ScienceDirect API in Python

ScienceDirect API in Python#

by Vincent F. Scalfani

These recipe examples use the Elsevier ScienceDirect Article (Full-Text) API. Code was tested and sample data downloaded from the ScienceDirect API on April 20, 2022 via http://api.elsevier.com and https://www.sciencedirect.com/.

You will need to register for an API key from the Elsevier Developer portal in order to use the ScienceDirect API. This tutorial content is intended to help facillitate academic research. Before continuing or reusing any of this code, please be aware of Elsevier’s API policies and appropiate use-cases, as for example, Elsevier has detailed policies regarding text and data mining of Elsevier full-text content.

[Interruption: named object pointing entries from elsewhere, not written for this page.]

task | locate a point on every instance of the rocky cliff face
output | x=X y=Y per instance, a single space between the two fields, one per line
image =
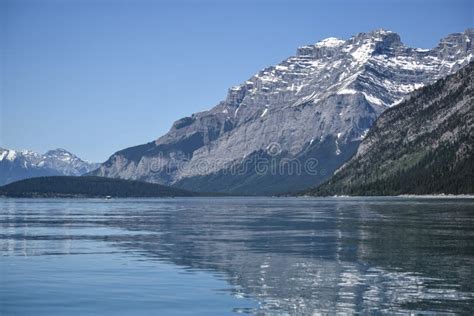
x=291 y=125
x=18 y=165
x=424 y=145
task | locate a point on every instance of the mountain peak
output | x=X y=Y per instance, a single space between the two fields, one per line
x=330 y=42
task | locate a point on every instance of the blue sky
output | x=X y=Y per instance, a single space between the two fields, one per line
x=97 y=76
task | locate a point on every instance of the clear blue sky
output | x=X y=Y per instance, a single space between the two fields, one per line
x=96 y=76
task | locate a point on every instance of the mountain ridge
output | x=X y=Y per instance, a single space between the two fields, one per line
x=23 y=164
x=422 y=146
x=322 y=100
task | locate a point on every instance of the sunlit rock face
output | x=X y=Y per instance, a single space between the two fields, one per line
x=316 y=105
x=17 y=165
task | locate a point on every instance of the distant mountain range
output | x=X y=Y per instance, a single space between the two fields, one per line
x=424 y=145
x=69 y=186
x=18 y=165
x=290 y=126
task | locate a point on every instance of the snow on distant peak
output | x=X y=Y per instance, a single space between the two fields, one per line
x=330 y=42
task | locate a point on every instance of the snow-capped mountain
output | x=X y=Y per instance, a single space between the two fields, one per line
x=313 y=107
x=18 y=165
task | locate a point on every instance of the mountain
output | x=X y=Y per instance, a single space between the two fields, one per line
x=291 y=125
x=424 y=145
x=18 y=165
x=70 y=186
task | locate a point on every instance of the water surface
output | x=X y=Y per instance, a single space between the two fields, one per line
x=218 y=256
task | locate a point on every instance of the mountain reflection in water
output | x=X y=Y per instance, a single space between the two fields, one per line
x=289 y=255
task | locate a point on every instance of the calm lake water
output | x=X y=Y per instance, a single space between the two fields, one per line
x=218 y=256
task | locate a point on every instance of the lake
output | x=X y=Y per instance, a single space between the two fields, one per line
x=219 y=256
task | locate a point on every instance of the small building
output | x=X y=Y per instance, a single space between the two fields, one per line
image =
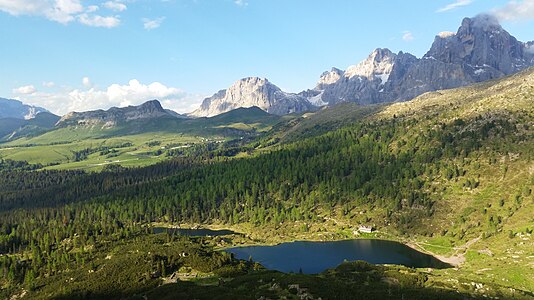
x=365 y=229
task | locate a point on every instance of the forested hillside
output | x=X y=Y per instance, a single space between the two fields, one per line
x=447 y=169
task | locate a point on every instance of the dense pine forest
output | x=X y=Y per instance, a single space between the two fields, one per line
x=397 y=169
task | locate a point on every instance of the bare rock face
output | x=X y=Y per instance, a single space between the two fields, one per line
x=480 y=50
x=253 y=91
x=115 y=115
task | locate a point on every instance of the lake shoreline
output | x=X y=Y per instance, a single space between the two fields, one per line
x=455 y=260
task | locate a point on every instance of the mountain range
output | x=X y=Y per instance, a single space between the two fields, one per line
x=480 y=50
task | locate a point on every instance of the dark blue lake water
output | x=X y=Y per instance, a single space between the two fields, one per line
x=315 y=257
x=192 y=232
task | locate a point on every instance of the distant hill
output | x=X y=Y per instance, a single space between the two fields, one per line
x=116 y=116
x=253 y=91
x=480 y=50
x=14 y=128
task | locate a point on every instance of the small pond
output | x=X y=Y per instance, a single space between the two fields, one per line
x=315 y=257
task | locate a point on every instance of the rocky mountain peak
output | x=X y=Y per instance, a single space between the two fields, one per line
x=115 y=115
x=249 y=92
x=480 y=50
x=150 y=107
x=378 y=63
x=484 y=22
x=329 y=77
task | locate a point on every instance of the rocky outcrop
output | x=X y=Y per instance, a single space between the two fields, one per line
x=113 y=116
x=480 y=50
x=249 y=92
x=10 y=108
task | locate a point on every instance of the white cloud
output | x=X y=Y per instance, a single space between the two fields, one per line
x=241 y=2
x=516 y=11
x=407 y=36
x=133 y=93
x=92 y=8
x=25 y=90
x=454 y=5
x=86 y=82
x=61 y=11
x=115 y=5
x=99 y=21
x=149 y=24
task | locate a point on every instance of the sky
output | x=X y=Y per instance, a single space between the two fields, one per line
x=77 y=55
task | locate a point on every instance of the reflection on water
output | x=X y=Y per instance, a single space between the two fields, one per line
x=315 y=257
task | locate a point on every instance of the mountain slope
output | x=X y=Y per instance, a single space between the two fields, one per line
x=10 y=108
x=253 y=91
x=480 y=50
x=116 y=116
x=450 y=172
x=14 y=128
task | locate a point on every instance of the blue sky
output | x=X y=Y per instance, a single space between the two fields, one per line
x=78 y=55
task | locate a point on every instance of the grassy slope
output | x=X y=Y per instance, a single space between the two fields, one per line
x=57 y=147
x=507 y=255
x=497 y=253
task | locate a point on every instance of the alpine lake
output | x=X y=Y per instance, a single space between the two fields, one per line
x=310 y=257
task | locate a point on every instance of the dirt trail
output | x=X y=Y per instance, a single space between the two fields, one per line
x=458 y=257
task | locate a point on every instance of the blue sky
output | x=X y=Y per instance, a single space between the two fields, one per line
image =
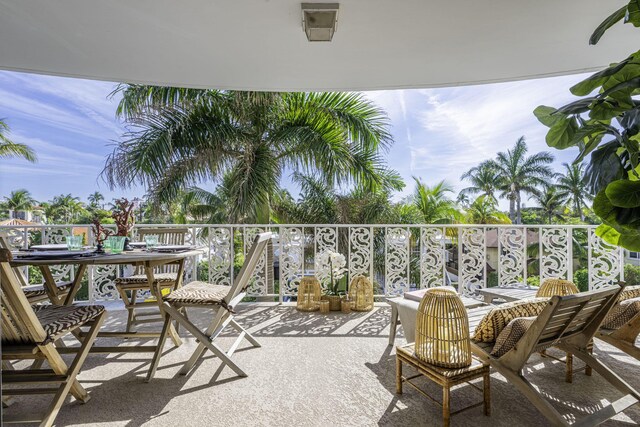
x=438 y=133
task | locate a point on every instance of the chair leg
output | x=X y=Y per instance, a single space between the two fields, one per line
x=158 y=352
x=216 y=326
x=71 y=385
x=568 y=374
x=394 y=324
x=486 y=385
x=398 y=375
x=204 y=339
x=446 y=411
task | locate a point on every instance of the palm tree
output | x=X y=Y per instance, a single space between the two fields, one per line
x=9 y=148
x=551 y=203
x=484 y=210
x=95 y=198
x=433 y=204
x=483 y=178
x=19 y=200
x=519 y=174
x=573 y=188
x=180 y=137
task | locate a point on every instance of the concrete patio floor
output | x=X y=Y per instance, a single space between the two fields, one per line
x=312 y=370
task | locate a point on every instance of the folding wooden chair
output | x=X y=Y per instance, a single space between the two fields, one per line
x=166 y=276
x=39 y=293
x=623 y=338
x=29 y=333
x=568 y=323
x=221 y=297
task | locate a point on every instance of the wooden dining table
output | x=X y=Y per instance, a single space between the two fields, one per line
x=146 y=260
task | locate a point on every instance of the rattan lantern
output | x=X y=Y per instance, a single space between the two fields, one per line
x=308 y=294
x=442 y=330
x=552 y=287
x=361 y=294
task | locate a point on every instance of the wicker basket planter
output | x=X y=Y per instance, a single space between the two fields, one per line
x=324 y=306
x=442 y=330
x=345 y=305
x=361 y=294
x=309 y=294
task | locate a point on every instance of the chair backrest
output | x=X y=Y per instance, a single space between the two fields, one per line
x=572 y=317
x=20 y=326
x=553 y=287
x=241 y=281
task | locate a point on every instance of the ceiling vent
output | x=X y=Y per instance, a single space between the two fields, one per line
x=319 y=21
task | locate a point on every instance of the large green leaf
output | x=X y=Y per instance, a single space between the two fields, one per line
x=633 y=13
x=608 y=234
x=561 y=135
x=596 y=80
x=607 y=23
x=629 y=239
x=603 y=207
x=578 y=107
x=548 y=116
x=624 y=193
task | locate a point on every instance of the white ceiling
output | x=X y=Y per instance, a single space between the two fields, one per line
x=260 y=45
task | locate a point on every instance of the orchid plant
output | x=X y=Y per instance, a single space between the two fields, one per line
x=332 y=264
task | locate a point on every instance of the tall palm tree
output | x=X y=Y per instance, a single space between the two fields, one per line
x=95 y=198
x=180 y=137
x=484 y=210
x=483 y=178
x=551 y=203
x=19 y=200
x=519 y=173
x=433 y=203
x=572 y=186
x=9 y=148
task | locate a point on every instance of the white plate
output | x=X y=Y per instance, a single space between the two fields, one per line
x=56 y=247
x=55 y=254
x=169 y=248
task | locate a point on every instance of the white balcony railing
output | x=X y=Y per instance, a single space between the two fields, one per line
x=397 y=257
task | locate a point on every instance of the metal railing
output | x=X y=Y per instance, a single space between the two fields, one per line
x=398 y=257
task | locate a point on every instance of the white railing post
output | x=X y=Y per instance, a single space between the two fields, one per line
x=605 y=263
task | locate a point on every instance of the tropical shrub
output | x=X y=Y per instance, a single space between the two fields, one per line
x=581 y=279
x=492 y=279
x=632 y=274
x=605 y=124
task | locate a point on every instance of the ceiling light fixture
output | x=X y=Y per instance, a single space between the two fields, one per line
x=319 y=21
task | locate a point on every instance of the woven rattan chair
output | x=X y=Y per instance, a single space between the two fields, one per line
x=569 y=323
x=38 y=293
x=222 y=299
x=560 y=287
x=29 y=333
x=623 y=337
x=166 y=276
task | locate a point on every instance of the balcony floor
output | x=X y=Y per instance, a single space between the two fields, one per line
x=313 y=369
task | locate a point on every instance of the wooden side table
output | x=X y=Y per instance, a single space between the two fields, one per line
x=446 y=378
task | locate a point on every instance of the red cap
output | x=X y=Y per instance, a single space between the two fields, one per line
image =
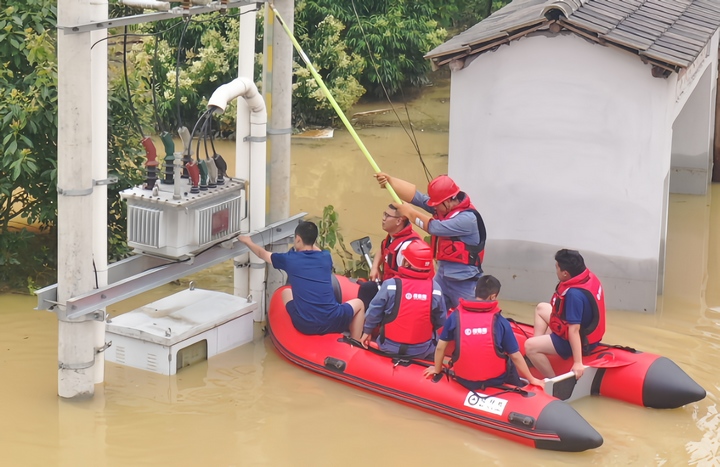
x=440 y=189
x=419 y=255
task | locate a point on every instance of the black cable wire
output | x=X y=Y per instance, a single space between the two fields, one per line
x=154 y=84
x=413 y=137
x=177 y=73
x=127 y=88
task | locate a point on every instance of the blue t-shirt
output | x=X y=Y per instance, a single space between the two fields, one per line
x=578 y=309
x=463 y=226
x=502 y=331
x=310 y=278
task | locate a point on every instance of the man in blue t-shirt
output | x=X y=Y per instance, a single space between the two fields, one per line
x=310 y=300
x=473 y=325
x=574 y=322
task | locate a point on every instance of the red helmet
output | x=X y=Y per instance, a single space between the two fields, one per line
x=419 y=255
x=440 y=189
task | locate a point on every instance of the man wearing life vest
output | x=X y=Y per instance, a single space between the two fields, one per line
x=573 y=323
x=486 y=350
x=457 y=229
x=387 y=261
x=408 y=307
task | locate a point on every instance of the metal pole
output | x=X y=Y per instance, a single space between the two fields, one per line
x=280 y=105
x=76 y=351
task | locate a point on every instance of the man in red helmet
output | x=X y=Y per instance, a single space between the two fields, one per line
x=387 y=261
x=457 y=229
x=408 y=307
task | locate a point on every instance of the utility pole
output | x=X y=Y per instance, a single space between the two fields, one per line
x=76 y=340
x=280 y=107
x=277 y=87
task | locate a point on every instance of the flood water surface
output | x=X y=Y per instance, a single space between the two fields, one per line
x=249 y=406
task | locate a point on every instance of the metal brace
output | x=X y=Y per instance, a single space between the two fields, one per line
x=86 y=365
x=279 y=131
x=255 y=139
x=87 y=191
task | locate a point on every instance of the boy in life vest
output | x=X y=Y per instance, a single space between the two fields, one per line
x=457 y=230
x=573 y=323
x=310 y=300
x=408 y=307
x=486 y=350
x=389 y=259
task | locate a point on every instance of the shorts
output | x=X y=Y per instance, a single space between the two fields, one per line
x=337 y=322
x=562 y=346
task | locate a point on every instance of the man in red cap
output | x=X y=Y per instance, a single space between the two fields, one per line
x=385 y=265
x=457 y=230
x=408 y=307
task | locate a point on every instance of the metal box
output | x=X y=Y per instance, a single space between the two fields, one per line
x=166 y=335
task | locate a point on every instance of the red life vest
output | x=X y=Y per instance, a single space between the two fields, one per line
x=590 y=285
x=409 y=322
x=390 y=247
x=452 y=248
x=477 y=356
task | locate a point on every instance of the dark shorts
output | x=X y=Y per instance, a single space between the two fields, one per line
x=562 y=347
x=338 y=322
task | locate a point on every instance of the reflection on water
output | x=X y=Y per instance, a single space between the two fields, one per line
x=250 y=407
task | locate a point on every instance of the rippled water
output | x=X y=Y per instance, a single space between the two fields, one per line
x=248 y=406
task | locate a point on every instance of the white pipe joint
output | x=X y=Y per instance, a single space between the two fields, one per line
x=236 y=88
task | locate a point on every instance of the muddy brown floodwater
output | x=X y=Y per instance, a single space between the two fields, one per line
x=250 y=407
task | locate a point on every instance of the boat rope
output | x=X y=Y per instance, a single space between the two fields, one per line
x=332 y=101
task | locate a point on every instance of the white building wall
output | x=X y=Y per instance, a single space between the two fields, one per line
x=694 y=126
x=565 y=146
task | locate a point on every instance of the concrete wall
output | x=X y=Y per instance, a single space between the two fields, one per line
x=565 y=145
x=693 y=128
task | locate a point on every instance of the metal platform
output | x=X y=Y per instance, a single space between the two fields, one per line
x=141 y=273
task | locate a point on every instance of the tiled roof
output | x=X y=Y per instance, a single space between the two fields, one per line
x=668 y=33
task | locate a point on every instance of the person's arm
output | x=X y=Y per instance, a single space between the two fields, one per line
x=462 y=225
x=259 y=251
x=523 y=369
x=421 y=219
x=439 y=311
x=576 y=346
x=404 y=190
x=576 y=307
x=375 y=269
x=439 y=357
x=374 y=314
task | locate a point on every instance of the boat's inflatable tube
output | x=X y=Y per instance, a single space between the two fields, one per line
x=525 y=415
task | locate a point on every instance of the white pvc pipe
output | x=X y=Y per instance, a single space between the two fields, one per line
x=99 y=66
x=246 y=66
x=257 y=179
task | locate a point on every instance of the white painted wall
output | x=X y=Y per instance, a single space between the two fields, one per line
x=565 y=144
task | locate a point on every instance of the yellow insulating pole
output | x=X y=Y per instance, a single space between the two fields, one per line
x=333 y=102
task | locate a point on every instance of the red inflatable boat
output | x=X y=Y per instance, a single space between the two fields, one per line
x=526 y=415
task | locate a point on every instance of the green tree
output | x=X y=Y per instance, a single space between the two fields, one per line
x=391 y=35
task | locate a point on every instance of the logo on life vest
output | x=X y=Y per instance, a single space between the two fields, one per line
x=416 y=296
x=479 y=401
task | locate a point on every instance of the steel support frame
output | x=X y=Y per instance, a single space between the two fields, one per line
x=177 y=12
x=141 y=273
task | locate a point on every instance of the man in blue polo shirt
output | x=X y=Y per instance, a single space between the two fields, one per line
x=457 y=230
x=311 y=301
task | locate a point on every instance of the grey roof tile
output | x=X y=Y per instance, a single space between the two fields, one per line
x=671 y=33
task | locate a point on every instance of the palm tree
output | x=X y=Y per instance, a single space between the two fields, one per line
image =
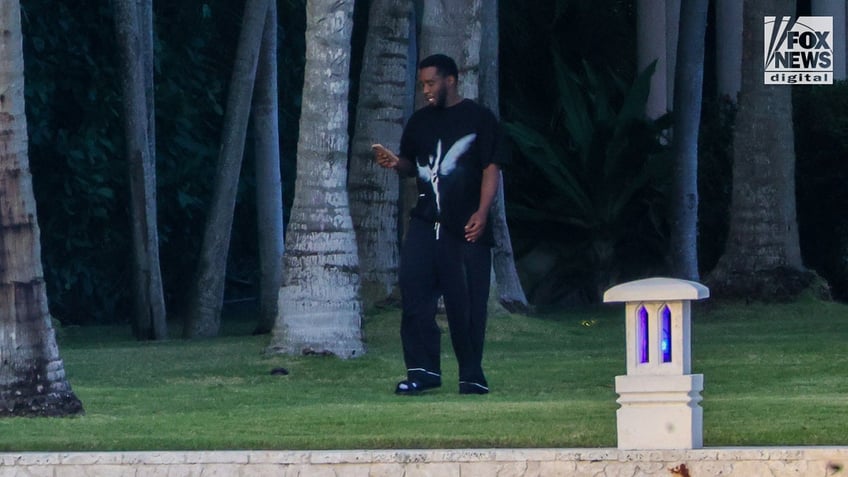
x=32 y=375
x=688 y=86
x=320 y=308
x=269 y=187
x=383 y=99
x=207 y=295
x=762 y=256
x=134 y=31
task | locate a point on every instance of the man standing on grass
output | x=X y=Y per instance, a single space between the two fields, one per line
x=452 y=146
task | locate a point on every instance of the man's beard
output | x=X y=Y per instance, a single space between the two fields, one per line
x=441 y=99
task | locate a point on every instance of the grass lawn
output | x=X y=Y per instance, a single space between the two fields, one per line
x=773 y=375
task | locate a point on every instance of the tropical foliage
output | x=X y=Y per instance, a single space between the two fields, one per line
x=590 y=186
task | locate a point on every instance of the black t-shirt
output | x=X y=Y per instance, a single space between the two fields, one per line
x=451 y=147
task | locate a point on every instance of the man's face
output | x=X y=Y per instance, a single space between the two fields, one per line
x=433 y=86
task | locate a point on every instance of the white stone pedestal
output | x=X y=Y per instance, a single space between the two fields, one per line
x=659 y=398
x=660 y=412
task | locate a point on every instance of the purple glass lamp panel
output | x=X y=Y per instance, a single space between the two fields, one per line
x=642 y=335
x=665 y=338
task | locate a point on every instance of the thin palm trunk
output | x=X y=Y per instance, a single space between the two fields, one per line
x=207 y=295
x=149 y=301
x=380 y=114
x=269 y=187
x=689 y=79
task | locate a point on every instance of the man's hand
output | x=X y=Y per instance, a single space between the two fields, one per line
x=384 y=157
x=476 y=225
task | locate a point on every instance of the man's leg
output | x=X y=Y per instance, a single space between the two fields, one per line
x=465 y=274
x=420 y=335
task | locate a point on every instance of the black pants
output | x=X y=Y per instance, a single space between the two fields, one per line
x=458 y=270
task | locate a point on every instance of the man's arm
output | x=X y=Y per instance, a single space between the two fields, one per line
x=477 y=223
x=389 y=160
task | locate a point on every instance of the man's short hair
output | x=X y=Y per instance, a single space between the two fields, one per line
x=444 y=65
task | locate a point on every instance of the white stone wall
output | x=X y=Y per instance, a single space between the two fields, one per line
x=736 y=462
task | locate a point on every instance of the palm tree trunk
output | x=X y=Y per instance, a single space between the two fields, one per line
x=269 y=187
x=207 y=295
x=762 y=257
x=383 y=99
x=32 y=375
x=689 y=79
x=149 y=320
x=320 y=309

If you have copyright or other related text and data mining questions, please contact The University of Alabama Libraries.

ScienceDirect APIs Specification: https://dev.elsevier.com/sd_api_spec.html

Elsevier How to Guide: Text Mining: https://dev.elsevier.com/tecdoc_text_mining.html

Setup#

Import Libraries#

import json
import requests
from time import sleep

Import API key#

As a good practice, do not display your API key in your computational notebook (to prevent accidental sharing). Save your API key to a separate python file, then import your key.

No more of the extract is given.